Open richscott opened 4 months ago
Hi, I am interested in this issue.
we want to answer the question "How much resource is being used by a user or group? for a specific duration of time?"
/ws/v1/partition/{partitionName}/usage/users
/ws/v1/partition/{partitionName}/usage/user/{userName}
/ws/v1/partition/{partitionName}/usage/groups
/ws/v1/partition/{partitionName}/usage/group/{groupName}
These APIs return resource usage of queues in a hierarchical response. For our purpose, a similar response will not be useful because they do not consider historical resource usage. Also, they are serving resource usage of queues, but multiple users can deploy into the same queue. Also, the Queue creator might not be the user, who is deploying the application.
Sample Response of ynikorn-core
resource usage endpoints
[
{
"userName": "user1",
"groups": {
"app2": "tester"
},
"queues":
{
"queuePath": "root",
"resourceUsage": {...},
"children": [
{
"queuePath": "root.default",
"resourceUsage": {...},
"children": [
{
"queuePath": "root.default.test",
"resourceUsage": {
"memory": 6000000000,
"vcore": 6000
},
"children": [...]
}
]
}]
}
}
]
Scenario 1: Let's say, user-a and user-b both have submitted job to the same queue. Now if we get the resource usage of the queue, we will only get the total resource usage of the queue (referring to the current DB)
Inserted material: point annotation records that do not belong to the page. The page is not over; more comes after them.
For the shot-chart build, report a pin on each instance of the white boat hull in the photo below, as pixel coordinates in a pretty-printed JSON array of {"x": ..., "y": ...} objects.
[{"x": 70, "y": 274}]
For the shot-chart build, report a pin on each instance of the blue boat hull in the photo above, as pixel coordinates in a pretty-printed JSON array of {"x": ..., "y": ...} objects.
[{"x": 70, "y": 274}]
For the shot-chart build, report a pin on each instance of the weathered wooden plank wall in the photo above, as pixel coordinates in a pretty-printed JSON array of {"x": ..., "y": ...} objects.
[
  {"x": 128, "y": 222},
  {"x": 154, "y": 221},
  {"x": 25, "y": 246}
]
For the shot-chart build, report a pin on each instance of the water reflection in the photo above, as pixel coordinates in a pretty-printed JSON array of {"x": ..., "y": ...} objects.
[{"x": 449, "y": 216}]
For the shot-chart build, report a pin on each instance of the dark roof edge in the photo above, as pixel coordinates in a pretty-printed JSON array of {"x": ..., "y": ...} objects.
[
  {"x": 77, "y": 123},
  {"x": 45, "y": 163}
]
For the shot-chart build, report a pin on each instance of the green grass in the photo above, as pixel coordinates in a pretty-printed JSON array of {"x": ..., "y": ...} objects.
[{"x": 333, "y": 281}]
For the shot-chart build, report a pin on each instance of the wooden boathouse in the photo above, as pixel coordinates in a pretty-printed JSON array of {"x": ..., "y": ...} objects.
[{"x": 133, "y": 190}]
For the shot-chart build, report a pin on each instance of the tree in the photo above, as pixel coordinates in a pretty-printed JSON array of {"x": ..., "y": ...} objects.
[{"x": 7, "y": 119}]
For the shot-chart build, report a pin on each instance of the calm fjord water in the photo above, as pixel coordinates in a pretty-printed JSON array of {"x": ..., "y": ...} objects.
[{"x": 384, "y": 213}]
resource usage for each application is stored in the application
table. Also, the information of users and groups is tracked. So we might be able to get the resource usage of a user or group by querying the application
table.
Some useful columns in the application
table are:
user
queue_name
used_resource
max_used_resource
**pending_resource
state_log
So, we can simplify the response to the following format.[
{
"userName": "user1",
"groups": {
"app2": "tester"
},
"applications":
[
{
"queuePath": "root.default.test",
"app_id": "app1",
"maxUsedResource": {
"memory": 6000000000,
"vcore": 6000
}
}
]
}
]
Add a handler (and prerequisite database layer structures/code, if they don't already exist) to replicate the yunikorn-core endpoints
/ws/v1/partition/:partition/usage/users
/ws/v1/partition/:partition/usage/user/:user
/ws/v1/partition/:partition/usage/groups
/ws/v1/partition/:partition/usage/group/:group
to allow YHS users to get resource usage metrics for users and groups, at aggregate and individual levels.